The government has ordered countrywide tests of Maggi noodle samples amid a growing food-safety scare.
Several major grocery chains have already taken India’s favourite noodles off the shelves.
Nestle India has denied that their noodles are unsafe or unhealthy.
Maggi is a big seller for Nestle in India, with annual sales of about 15bn rupees ($235m; £149m).
It is hugely popular with school and college students, and Nestle’s “two-minute” advertising campaign stressing the ease of cooking the instant noodles have made it a household name in India.
Some of India’s biggest Bollywood stars, including Amitabh Bachchan, Madhuri Dixit and Preity Zinta, have appeared in Maggi advertisements.
But Maggi noodles have been at the centre of a controversy since laboratory tests on two dozen packets in Uttar Pradesh last month found lead nearly seven times the permissible limits and excess levels of monosodium glutamate (MSG), a food additive.

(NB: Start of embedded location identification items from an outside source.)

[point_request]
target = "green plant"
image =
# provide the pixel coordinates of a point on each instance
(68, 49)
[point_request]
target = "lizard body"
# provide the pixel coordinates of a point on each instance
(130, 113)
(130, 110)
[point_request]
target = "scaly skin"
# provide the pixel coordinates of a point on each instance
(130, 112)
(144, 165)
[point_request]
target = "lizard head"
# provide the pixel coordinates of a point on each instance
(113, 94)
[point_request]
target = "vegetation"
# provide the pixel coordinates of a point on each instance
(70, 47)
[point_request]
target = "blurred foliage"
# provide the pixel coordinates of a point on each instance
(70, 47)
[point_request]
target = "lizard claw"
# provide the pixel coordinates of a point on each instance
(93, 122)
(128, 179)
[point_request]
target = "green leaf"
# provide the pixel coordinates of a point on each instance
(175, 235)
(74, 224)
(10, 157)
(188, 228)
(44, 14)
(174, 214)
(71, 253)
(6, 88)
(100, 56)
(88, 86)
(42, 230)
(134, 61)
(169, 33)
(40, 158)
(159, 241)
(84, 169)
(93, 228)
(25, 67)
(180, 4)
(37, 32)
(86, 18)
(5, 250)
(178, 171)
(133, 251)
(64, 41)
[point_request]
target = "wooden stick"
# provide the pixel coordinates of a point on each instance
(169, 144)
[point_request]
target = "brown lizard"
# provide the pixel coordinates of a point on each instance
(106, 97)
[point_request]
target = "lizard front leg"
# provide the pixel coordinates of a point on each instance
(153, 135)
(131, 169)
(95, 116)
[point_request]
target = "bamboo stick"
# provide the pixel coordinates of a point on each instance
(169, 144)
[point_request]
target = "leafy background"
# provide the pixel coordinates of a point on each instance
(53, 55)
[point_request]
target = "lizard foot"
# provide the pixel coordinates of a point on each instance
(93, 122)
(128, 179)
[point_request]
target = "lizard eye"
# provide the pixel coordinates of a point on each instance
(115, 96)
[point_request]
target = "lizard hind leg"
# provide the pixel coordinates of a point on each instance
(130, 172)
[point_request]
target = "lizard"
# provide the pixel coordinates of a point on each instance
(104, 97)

On Wednesday, the company’s shares dropped more than 10% in early trading on the Bombay Stock Exchange after the Delhi government said its food inspectors had found higher levels of lead than permitted in most of the samples tested.
“Tests in Delhi showed that 10 out of 13 samples contained lead beyond the permissible limits. Once we have all the results, Nestle India will be given an opportunity to explain,” news agency AFP quoted Food and Consumer Affairs Ministry official G Gurucharan as saying.
“Samples have been tested from all across the country, we are getting the results one by one.”
The authorities said five samples were also found to contain MSG, commonly used as a flavour enhancer for Chinese food, canned vegetables, soups and meat.
MSG is not listed among the ingredients in Maggi noodles.
Meanwhile, authorities in the southern state of Kerala have stopped selling Maggi noodles at more than 1,000 government-run shops following the developments in Uttar Pradesh.
Food and Civil Supplies Minister Anoop Jacob’s office said the sale of the brand had been stopped temporarily until “the dispute is resolved”, the Press Trust of India reported.
A number of other states – Goa, Haryana, Gujarat, Karnataka and Tamil Nadu – have also ordered tests on Maggi noodles, reports say.
Nestle India, a subsidiary of Swiss-based Nestle SA, maintains it has strict safety and quality controls in place.
In a recent statement, it said it had had samples of its noodles tested in an internal and an external laboratory which had found the product “safe to eat”.
The company also said that it did not “add MSG to Maggi Noodles, and glutamate, if present, may come from naturally occurring sources”.
“We are surprised with the content supposedly found in the sample as we monitor the lead content regularly as a part of the regulatory requirements,” it added.